接下来是纸,官府专用的缉拿榜文用纸。寻常店铺没有。他在镇上转了两圈,找到一家兼营丧葬用品的杂货铺,买了几刀顏色质地最接近的裱纸。又去另一家买了上好的墨锭和硃砂。

最后,他回到暂时落脚的客栈房间,关紧了门。

研墨,润笔,铺纸。

他提起笔时略一思索,便开始落笔。

纸上慢慢浮现出一个清瘦的、眉眼温和带著淡淡书卷气的青年肖像。画得极为传神,尤其那双眼睛,虞泠川刻意加重了眼角一点下垂的弧度,让画像看起来多了几分惶然。

画完像,他在旁边空白处,用沉稳仿真的官阁体写下罪名:

“缉拿要犯沈堂凇,年二十许,原司天监少监。涉与前朝余孽勾结,以毒草谋害朝廷重臣宴洲平、温九爻、戴央等人,罪大恶极。现潜逃在外,各地官府务须严加查缉,有能擒获或报信因而拿获者,赏银千两,知情藏匿者同罪。此諭。”
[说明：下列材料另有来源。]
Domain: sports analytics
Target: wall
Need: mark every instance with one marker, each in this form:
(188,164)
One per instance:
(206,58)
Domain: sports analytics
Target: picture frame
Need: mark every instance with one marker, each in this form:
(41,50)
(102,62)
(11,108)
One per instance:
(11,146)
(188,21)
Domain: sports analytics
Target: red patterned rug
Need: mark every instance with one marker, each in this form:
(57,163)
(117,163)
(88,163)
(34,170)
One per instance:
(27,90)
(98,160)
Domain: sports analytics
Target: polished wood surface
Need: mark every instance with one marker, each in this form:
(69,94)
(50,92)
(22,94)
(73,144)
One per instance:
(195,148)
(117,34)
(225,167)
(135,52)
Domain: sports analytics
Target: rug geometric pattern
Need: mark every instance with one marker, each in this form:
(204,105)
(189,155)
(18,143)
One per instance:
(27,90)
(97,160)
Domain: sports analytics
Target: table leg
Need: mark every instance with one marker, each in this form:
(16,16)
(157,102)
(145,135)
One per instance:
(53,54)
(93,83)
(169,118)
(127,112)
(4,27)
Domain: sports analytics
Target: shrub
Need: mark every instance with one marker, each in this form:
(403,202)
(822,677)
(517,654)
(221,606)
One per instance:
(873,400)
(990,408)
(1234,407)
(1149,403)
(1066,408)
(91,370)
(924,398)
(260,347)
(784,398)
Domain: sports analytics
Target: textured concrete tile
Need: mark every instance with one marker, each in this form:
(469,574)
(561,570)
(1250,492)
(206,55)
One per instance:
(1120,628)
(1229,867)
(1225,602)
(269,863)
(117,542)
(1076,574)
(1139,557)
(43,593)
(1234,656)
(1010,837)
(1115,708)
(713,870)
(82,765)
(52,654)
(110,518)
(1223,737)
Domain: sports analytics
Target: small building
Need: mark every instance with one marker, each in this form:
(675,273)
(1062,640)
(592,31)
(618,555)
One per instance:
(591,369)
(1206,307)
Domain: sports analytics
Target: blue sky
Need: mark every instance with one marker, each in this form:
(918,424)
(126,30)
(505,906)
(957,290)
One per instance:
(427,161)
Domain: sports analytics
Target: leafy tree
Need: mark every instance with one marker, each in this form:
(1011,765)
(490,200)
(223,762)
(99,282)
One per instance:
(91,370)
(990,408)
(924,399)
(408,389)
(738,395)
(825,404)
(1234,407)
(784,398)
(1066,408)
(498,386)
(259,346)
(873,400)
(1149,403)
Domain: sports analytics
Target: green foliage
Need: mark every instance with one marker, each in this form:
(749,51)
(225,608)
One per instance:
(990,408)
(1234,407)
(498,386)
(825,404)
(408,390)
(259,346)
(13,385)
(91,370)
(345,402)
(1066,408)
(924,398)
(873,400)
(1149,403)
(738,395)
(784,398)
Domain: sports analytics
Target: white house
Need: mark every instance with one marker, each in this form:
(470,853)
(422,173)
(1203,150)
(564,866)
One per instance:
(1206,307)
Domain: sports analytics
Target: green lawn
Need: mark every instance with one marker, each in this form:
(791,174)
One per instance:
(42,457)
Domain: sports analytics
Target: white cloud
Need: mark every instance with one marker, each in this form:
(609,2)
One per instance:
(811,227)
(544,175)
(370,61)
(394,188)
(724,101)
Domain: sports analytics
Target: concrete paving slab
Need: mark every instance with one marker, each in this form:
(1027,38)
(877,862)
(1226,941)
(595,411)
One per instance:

写完,他拿起那方新刻的“官印”,在硃砂泥上重重按了一下,然后稳稳地盖在画像下方,年月上。

鲜红的印文落在微黄的纸上,刺目,还带著一种冷酷的权威。

虞泠川拿起这张墨跡未乾的“缉拿榜”,轻轻吹了吹,举到眼前仔细端详。

画像像他,罪名够重,赏格够高,印鑑逼真。纸张稍微新了点,但揉搓几下,做点旧,晚上光线不明时,足以糊弄一个心神大乱又对官府文书制式不甚熟悉的沈堂凇。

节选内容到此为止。